Instead, Joseph went back to the primitive Church, "How about we try it Christ's way; you know, where Christ taught authority comes from the way we treat each other?"
No power or influence can or ought to be maintained by virtue of the priesthood. [Full Stop]
So where does power and influence come from?
Only [ONLY?] by persuasion, by long-suffering, by gentleness and meekness, and by love unfeigned; by kindness, and pure knowledge.
Based on this, I wonder if we should reframe the Priesthood Restoration narrative to be less about angelic ministrants and keys and offices, and more about love and sacrifice and condescension.
But he that is greatest among you shall be your servant.
And whosoever shall exalt himself shall be abased; and he that shall humble himself shall be exalted.
How else could it be?
Coca-Cola Cannot Love
I'm sorry to break this to all the corporate marketers out there, but divine authority cannot reside in trusts, corporations, churches, governments or the Society for the Preservation of Pink Poodles.

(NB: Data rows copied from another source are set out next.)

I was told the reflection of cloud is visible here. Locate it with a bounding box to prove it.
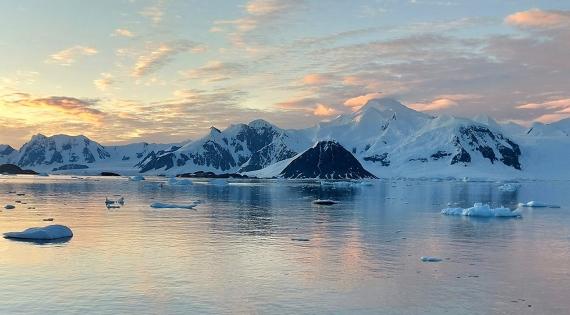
[93,73,115,91]
[344,92,382,108]
[2,93,105,123]
[132,40,202,77]
[46,45,97,66]
[113,28,135,37]
[409,94,480,112]
[505,9,570,28]
[313,104,340,117]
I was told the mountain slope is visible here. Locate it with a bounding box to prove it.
[280,141,376,179]
[139,120,309,174]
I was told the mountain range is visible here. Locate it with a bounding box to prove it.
[0,98,570,179]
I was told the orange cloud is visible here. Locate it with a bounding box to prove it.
[505,9,570,28]
[303,73,329,85]
[3,93,106,123]
[409,94,480,112]
[113,28,135,37]
[313,104,340,117]
[344,93,383,107]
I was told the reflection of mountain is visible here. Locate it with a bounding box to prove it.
[4,99,570,179]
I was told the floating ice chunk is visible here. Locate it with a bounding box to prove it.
[150,201,200,209]
[291,237,310,242]
[4,224,73,240]
[166,177,192,186]
[519,200,560,208]
[313,199,338,206]
[441,202,521,217]
[208,178,228,186]
[499,184,520,192]
[420,256,442,262]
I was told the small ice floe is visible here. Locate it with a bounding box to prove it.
[291,237,310,242]
[166,177,192,186]
[420,256,443,262]
[150,200,200,209]
[105,197,125,209]
[313,199,338,206]
[519,200,560,208]
[441,202,521,218]
[499,184,520,192]
[4,224,73,241]
[208,178,228,186]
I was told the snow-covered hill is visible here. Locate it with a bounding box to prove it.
[0,99,570,179]
[279,141,376,179]
[0,134,179,174]
[136,120,312,174]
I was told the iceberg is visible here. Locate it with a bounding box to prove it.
[420,256,442,262]
[150,201,200,209]
[519,200,560,208]
[209,178,228,186]
[166,177,192,186]
[441,202,522,218]
[4,224,73,241]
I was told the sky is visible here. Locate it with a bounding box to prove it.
[0,0,570,148]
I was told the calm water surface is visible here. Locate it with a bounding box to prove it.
[0,176,570,314]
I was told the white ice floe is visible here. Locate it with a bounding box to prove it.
[105,197,125,209]
[441,202,521,218]
[166,177,192,186]
[499,184,520,192]
[4,224,73,240]
[208,178,228,186]
[519,200,560,208]
[320,180,374,188]
[313,199,338,206]
[420,256,442,262]
[150,201,200,209]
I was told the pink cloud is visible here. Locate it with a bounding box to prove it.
[505,9,570,28]
[344,92,383,108]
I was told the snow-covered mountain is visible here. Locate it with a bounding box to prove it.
[279,141,376,179]
[0,144,18,164]
[0,134,178,174]
[0,99,570,179]
[140,120,312,174]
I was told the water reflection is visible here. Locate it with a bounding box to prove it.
[0,178,570,314]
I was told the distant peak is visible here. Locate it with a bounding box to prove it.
[362,97,409,110]
[210,126,222,133]
[248,119,273,128]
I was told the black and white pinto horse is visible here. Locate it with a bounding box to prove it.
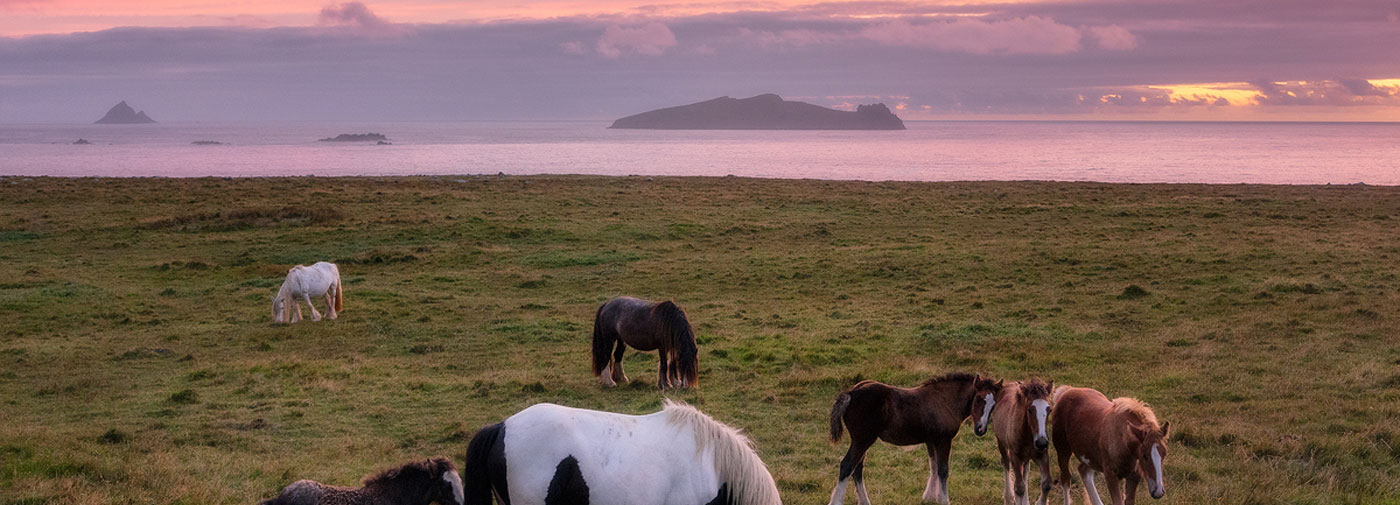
[463,400,781,505]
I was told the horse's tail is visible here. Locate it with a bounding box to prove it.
[832,390,851,443]
[335,267,346,312]
[655,301,700,386]
[462,422,508,505]
[594,304,613,375]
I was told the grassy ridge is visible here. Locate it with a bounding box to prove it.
[0,176,1400,505]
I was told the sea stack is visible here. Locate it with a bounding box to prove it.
[610,94,904,130]
[95,99,155,125]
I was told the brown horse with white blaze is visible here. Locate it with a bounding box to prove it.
[594,297,700,389]
[991,379,1054,505]
[830,374,1001,505]
[1050,386,1168,505]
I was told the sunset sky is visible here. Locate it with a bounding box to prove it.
[0,0,1400,123]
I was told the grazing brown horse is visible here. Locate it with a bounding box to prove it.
[594,297,700,389]
[830,374,1001,505]
[991,379,1054,505]
[259,456,463,505]
[1050,386,1166,505]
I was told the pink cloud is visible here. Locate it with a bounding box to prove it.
[598,22,676,59]
[1084,25,1137,50]
[860,15,1082,55]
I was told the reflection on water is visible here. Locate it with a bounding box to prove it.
[0,122,1400,185]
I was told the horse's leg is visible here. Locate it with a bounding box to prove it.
[997,448,1016,505]
[934,438,953,505]
[1079,464,1103,505]
[657,347,671,389]
[920,442,941,504]
[1015,462,1030,505]
[1123,471,1142,505]
[301,292,321,320]
[1054,443,1074,505]
[851,460,871,505]
[612,336,629,383]
[829,434,875,505]
[1103,470,1123,505]
[1036,450,1051,505]
[326,285,336,320]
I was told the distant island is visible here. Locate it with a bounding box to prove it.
[318,133,389,143]
[610,94,904,130]
[95,99,155,125]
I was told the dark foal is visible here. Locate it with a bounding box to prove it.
[594,297,700,389]
[259,457,463,505]
[830,374,1001,505]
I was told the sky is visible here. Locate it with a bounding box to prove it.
[0,0,1400,123]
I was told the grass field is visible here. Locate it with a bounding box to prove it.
[0,176,1400,505]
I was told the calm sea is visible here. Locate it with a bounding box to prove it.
[0,122,1400,185]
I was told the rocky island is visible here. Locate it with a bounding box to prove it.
[95,99,155,125]
[610,94,904,130]
[318,133,389,143]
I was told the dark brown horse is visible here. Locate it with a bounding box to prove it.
[594,297,700,389]
[1050,386,1166,505]
[991,379,1054,505]
[259,456,463,505]
[830,374,1001,505]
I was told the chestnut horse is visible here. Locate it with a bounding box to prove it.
[991,379,1054,505]
[830,374,1001,505]
[594,297,700,389]
[1050,386,1166,505]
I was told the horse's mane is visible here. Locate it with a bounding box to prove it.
[918,372,980,386]
[1021,379,1050,397]
[651,301,700,386]
[662,399,781,505]
[364,456,456,487]
[1113,397,1161,429]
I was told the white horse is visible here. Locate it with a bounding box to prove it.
[462,400,781,505]
[272,262,344,323]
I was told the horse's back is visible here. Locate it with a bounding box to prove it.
[504,404,713,505]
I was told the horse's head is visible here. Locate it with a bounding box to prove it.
[1016,379,1054,450]
[972,375,1005,436]
[427,456,466,505]
[1133,422,1168,499]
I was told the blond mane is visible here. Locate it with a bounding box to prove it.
[1113,397,1161,429]
[662,399,783,505]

Why? Because legal entities cannot love.
Only people can love; and only disciples of Christ can love with divine charity, which is a gift of the Spirit.
(Corporations don't get spiritual gifts and neither do governments; they belong to the people, people!)
Pray unto the Father with all the energy of heart, that ye may be filled with this love, which he hath bestowed upon all who are true followers of his Son, Jesus Christ; that ye may become the sons of God.
We see here that divine authority is "bestowed" by God as an endowment of love (in which dwells the power) upon the "true followers of his Son."
Coca-Cola Can Exert Authority
So where do corporations and governments and religion get their authority?
Great question! Their authority is bestowed by Babylon the Great, which is a type and shadow of the world.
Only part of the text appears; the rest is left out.